Until the board certifies who are the top two winners, the ballots can’t be printed. With only a day between receipt of the ballots and the election, absentees aren’t possible, the board says.

However, there were three exceptions in this election for absentees voters.

If nursing home residents filled out an application for a ballot and it was returned by noon Saturday, two staffers from the BOE — a Republican and Democrat — will go out to the nursing homes to vote the ballots.

“It has to be requested,” McCown said. “Some candidates have been taking them to the nursing homes.”

The second exception is for those categorized as Uniformed and Overseas Citizens, who can have their ballots faxed. Just as with the nursing home residents, applications for those ballots had to be in by noon Saturday.

The third category is if a voter is hospitalized with an emergency or has a minor child with a medical emergency. Then a family member can come into the board office on election day, no later than 3 p.m., and get an application and ballot.

The ballot must be voted before the close of polls.

Tuesday’s election is not the first runoff for Ironton mayor. The first election after the charter was adopted switching the city’s government from manager to mayor was also a runoff.
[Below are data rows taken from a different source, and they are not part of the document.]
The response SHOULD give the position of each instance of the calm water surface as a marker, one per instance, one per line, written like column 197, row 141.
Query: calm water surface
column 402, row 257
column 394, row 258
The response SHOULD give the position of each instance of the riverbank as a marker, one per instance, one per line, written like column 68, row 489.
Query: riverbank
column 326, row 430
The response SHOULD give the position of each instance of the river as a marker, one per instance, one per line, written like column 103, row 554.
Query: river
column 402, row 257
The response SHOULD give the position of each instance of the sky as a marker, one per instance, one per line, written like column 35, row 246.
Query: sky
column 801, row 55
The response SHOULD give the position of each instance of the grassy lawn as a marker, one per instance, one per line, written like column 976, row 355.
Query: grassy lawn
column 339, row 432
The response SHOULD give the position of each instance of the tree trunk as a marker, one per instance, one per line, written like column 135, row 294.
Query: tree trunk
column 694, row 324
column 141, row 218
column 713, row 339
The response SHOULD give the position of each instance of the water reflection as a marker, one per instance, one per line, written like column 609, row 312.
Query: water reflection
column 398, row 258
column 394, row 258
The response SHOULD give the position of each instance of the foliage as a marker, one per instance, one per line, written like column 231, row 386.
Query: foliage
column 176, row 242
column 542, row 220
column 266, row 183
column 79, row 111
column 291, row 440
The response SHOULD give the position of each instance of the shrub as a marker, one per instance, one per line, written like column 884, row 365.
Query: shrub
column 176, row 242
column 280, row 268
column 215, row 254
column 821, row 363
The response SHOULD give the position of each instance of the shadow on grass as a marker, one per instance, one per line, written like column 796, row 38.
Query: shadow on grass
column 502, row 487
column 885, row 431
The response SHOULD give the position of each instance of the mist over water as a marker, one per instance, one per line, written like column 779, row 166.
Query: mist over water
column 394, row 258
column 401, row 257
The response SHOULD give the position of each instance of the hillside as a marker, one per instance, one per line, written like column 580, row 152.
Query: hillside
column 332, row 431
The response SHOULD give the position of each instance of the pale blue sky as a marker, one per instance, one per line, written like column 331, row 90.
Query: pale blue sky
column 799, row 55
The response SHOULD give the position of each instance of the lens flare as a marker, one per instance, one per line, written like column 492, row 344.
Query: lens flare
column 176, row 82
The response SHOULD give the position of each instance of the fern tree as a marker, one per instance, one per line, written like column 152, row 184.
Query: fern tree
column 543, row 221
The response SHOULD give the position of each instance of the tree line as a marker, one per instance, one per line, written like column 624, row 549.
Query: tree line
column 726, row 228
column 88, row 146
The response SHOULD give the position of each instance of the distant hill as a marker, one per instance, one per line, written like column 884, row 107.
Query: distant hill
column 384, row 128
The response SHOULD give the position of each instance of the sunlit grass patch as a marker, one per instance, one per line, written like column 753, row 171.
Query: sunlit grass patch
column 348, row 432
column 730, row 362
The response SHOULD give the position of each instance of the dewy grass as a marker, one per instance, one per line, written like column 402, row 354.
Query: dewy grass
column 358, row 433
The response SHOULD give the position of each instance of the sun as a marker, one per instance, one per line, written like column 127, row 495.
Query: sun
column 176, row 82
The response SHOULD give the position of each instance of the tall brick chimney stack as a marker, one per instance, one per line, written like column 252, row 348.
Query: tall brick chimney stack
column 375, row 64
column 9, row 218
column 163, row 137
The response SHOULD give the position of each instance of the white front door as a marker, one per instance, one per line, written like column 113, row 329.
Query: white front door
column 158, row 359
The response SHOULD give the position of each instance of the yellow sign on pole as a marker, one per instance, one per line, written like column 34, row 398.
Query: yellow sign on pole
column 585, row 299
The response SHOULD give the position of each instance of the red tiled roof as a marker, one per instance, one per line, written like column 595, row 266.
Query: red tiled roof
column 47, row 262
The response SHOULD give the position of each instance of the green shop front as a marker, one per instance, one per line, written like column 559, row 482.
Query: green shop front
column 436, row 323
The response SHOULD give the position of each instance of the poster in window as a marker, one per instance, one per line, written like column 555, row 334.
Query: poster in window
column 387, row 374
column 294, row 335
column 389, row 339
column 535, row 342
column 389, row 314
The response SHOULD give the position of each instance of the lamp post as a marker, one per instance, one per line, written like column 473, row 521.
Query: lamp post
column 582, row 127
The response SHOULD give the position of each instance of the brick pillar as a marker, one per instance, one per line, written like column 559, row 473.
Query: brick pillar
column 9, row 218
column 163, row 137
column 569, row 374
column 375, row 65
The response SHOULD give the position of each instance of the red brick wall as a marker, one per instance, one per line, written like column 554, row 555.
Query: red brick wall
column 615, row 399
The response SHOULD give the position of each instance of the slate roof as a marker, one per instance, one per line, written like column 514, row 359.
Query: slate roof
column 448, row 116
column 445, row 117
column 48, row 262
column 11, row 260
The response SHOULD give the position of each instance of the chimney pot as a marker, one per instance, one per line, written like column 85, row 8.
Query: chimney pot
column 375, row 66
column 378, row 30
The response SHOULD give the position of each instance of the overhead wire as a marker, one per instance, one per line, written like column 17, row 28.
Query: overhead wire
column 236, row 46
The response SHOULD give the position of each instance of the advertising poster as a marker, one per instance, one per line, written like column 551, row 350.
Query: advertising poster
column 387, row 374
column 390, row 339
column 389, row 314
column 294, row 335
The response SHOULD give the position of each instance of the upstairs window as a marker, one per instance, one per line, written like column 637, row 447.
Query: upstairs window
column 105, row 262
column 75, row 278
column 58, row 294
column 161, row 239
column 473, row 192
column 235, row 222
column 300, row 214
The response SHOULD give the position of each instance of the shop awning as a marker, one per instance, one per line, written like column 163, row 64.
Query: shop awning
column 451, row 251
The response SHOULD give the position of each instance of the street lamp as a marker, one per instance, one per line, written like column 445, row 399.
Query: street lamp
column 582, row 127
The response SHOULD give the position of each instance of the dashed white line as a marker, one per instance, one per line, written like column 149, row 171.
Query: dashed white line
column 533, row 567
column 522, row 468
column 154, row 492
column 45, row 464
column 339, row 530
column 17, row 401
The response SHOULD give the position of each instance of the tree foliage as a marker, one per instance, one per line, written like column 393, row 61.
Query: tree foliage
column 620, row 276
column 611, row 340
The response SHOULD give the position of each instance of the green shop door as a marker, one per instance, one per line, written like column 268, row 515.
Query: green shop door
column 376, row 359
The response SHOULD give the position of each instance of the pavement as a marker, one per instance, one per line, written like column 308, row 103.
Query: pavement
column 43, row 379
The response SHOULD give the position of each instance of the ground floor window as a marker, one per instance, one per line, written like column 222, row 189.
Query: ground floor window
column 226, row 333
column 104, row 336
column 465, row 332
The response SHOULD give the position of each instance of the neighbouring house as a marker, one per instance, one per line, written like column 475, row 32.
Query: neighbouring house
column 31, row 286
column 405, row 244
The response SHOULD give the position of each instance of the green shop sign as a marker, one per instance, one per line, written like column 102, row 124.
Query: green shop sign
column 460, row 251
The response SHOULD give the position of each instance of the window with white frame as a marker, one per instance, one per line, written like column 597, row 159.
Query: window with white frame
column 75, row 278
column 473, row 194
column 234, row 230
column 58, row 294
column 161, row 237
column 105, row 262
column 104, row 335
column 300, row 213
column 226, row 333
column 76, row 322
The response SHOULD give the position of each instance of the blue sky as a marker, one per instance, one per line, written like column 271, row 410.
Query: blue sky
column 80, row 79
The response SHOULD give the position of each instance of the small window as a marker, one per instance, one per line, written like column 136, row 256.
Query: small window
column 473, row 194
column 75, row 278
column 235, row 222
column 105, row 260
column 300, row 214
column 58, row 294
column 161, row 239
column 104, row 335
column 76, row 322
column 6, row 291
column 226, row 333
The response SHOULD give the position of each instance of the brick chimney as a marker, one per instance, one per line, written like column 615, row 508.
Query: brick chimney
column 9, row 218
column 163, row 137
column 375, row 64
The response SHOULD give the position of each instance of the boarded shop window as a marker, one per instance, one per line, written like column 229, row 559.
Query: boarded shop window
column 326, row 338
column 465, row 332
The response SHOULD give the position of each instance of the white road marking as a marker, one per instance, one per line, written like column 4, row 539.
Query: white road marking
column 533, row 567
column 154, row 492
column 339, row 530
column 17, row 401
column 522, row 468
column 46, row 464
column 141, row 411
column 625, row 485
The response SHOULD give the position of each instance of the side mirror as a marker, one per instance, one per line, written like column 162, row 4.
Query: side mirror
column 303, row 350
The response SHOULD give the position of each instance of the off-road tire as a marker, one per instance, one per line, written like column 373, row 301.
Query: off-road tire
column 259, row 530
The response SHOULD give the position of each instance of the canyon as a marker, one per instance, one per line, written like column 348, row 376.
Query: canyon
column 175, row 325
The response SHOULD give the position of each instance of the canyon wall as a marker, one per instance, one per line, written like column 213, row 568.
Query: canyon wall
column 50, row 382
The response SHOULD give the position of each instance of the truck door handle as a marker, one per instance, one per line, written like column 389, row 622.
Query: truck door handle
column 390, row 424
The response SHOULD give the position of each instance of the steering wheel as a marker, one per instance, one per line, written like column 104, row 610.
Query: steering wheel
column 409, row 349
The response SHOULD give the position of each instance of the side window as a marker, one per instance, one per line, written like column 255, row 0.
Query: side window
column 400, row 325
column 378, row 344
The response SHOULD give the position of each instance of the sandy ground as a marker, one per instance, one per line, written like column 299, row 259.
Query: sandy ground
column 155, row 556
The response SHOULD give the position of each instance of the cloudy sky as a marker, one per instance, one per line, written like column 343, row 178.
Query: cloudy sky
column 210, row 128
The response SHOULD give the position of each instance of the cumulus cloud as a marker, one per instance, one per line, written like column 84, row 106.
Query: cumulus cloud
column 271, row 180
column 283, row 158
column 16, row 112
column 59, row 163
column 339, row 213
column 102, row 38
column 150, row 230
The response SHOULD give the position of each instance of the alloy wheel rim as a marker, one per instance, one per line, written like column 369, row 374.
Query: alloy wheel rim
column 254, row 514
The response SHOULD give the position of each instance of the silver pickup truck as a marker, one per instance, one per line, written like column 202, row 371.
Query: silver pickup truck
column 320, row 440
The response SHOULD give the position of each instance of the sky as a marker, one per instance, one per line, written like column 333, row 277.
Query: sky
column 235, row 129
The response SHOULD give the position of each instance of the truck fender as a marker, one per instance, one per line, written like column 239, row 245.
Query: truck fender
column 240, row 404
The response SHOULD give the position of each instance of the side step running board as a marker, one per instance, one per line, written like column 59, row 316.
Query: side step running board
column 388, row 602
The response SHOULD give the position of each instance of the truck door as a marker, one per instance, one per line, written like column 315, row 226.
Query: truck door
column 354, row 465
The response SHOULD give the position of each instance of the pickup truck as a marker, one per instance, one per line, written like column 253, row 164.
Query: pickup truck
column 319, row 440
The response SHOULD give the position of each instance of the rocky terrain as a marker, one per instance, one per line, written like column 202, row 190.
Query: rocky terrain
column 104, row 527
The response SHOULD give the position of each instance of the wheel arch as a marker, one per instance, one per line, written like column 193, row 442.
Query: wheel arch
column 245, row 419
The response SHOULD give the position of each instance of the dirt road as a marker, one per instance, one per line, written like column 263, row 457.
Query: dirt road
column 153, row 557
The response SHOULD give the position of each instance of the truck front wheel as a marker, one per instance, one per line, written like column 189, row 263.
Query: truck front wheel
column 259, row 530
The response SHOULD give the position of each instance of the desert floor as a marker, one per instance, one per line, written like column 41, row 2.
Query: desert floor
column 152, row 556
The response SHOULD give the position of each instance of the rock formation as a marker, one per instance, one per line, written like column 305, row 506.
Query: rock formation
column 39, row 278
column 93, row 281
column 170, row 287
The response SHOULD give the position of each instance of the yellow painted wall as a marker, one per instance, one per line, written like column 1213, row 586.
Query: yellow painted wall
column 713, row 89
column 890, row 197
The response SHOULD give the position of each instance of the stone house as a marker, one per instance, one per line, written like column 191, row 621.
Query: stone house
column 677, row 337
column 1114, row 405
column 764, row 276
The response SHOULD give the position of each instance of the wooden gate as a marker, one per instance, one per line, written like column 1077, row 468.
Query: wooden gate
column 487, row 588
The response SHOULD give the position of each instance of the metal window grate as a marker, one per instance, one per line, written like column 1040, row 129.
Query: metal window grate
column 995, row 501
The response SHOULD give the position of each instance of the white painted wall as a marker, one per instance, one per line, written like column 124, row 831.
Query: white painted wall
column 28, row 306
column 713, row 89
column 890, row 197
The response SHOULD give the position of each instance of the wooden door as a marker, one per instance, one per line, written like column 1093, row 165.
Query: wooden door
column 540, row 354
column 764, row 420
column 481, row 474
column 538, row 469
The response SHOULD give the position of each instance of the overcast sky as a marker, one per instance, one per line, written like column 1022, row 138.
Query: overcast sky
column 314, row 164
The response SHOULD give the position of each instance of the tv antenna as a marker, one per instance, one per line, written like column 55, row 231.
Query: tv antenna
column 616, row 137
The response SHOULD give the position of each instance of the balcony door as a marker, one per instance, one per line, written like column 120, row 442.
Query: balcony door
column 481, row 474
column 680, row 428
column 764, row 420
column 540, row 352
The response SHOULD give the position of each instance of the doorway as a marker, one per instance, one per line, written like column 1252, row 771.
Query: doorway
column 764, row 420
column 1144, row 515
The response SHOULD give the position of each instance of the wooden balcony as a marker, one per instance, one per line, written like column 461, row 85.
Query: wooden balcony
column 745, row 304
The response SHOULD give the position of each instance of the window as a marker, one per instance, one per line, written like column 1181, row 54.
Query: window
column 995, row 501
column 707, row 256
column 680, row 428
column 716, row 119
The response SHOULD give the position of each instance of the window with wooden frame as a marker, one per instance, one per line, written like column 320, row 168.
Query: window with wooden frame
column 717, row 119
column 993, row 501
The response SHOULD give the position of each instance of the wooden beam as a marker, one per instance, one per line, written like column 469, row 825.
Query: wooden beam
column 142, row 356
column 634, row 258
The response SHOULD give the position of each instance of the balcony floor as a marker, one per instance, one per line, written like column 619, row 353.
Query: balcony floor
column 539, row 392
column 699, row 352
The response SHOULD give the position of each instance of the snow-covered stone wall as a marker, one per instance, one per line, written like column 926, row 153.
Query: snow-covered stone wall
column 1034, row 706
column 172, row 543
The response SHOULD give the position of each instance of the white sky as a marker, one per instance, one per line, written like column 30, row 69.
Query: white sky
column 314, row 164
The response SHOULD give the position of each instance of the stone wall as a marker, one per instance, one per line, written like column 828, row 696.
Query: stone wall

That was in November 1980 when nine candidates wanted to be the city’s first elected leader. Then, as now, the top two vote getters did not get 40 percent. However, Walter Kesterson, city auditor, pulled only 23.9 percent to Ironton businessman William Sheridan’s 22.3 percent.

That night it was a horse race with Sheridan pulling ahead for the first 10 precincts but a last-minute sprint put Kesterson over the top with a 109-vote lead.

Two weeks later on Nov. 18, that margin went up by only 38 votes, but it was enough to switch victors. Sheridan became Ironton’s first mayor.

In that election 5,025 of the city’s 8,200 registered voters participated. Seven hundred of those were absentee voters. Today there are 7,528 registered voters.

But that was a different time, according to McCown.

“The laws have changed from then,” he said. “That is my understanding from people who were involved in the election.”

What hasn’t changed is that 1980 board of elections and 2015 board want the city charter changed.

Bob Griffith, who was on the BOE in 1980, publicly stated the night of the runoff that he wanted an amendment to the charter delaying the date of the runoff.

Likewise so does the current board that formally offered to Ironton city solicitors, Mack Anderson and Robert Anderson, to draft proposals to make that change.

“We are frustrated and angered that we are not permitted by law to allow everybody to vote absentee,” McCown said. “It is the problem with the timing in Ironton’s charter and how it conflicts with state law. We reiterate the (earlier) board’s comment that Ironton needs to revamps its charter.”